With eight investment rounds under its belt, Grab has branched out into services for private cars, motorcycle taxis, carpooling and goods delivery while making an ever increasing investment in mobile-software research and development. It offers transportation services in 168 cities in eight Southeast Asian countries, having added Cambodia and Myanmar in 2017.
When Grab closed a $2.5 billion fundraising round in January, it not only valued the ride-hailing company at north of $6 billion, according to Pitchbook, but it also put cofounder Anthony Tan on the list of Malaysia’s 50 richest. He debuts with an estimated net worth of $300 million. Led by SoftBank and Didi Chuxing, the investment was Southeast Asia’s biggest single venture-capital fundraising round ever. Other investors include Hyundai Motor and Toyota Tsusho.

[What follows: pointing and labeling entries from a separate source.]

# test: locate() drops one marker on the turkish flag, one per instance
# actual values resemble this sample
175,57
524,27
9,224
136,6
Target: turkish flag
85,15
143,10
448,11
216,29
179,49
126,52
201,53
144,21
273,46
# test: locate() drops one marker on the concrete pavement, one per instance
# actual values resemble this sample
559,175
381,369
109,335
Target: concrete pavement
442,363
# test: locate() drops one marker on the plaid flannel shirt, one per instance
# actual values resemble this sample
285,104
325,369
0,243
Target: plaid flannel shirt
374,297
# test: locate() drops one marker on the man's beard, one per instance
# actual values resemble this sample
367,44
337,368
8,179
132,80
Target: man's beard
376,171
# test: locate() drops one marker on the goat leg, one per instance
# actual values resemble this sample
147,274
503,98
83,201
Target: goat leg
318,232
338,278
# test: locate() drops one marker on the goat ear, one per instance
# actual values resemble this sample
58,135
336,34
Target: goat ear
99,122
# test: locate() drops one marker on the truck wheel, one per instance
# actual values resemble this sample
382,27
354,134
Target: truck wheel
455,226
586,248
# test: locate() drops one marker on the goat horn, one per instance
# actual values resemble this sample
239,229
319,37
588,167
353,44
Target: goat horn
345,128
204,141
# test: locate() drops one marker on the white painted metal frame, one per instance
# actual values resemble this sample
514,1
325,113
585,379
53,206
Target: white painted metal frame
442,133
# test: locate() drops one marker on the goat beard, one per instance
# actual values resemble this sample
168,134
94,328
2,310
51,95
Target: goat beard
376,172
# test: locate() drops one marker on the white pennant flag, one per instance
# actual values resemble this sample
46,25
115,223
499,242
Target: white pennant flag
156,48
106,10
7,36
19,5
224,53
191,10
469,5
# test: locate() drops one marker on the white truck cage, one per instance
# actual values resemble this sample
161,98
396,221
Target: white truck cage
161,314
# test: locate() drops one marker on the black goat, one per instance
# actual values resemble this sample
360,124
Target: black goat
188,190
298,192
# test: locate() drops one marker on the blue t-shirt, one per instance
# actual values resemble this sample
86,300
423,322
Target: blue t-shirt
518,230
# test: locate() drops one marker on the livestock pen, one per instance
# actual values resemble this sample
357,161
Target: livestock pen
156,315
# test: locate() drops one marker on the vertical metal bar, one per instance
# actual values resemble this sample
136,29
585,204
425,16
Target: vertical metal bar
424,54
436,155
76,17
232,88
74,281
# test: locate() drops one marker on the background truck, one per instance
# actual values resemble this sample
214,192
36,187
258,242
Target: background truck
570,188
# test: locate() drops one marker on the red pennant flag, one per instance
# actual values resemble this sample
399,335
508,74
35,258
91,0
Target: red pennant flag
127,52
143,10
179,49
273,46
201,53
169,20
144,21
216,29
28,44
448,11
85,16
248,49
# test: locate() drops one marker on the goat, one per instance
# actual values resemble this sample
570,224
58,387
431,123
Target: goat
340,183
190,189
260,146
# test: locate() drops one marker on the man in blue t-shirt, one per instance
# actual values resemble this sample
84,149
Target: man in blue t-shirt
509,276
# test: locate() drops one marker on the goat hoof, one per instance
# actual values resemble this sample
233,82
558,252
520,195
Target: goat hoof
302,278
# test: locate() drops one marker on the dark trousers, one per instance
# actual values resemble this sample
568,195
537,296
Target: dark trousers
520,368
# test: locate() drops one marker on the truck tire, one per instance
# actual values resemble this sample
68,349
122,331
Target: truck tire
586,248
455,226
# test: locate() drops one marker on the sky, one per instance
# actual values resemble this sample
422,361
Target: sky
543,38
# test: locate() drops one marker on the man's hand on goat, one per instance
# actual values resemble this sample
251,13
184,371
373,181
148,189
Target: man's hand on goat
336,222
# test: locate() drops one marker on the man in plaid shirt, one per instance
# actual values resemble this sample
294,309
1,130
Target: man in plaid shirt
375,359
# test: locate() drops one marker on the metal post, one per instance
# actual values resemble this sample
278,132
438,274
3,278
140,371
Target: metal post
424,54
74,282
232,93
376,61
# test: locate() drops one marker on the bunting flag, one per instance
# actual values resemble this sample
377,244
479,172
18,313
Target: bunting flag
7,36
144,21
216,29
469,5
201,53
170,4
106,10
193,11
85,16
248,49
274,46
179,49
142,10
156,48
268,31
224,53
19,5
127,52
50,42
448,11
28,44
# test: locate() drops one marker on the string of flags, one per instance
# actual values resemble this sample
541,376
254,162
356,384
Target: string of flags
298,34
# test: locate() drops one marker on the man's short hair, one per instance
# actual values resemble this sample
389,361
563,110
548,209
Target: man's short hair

Tan, 36, the startup’s chief executive, could have enjoyed a cushy ride with his family’s auto-sales business, run by his father, Tan Heng Chew, and two uncles. (Heng Chew and his brothers made the list the last five years before falling off this year.) But six years ago he teamed up with a Harvard Business School classmate, Tan Hooi Ling (no relation), to launch a taxi-hailing application in their home city of Kuala Lumpur that they first called MyTeksi. Today she’s Grab’s chief operating officer but believed to hold a smaller stake than Tan’s. His mother, Khor Swee Wah, was an early investor and serves as a company officer.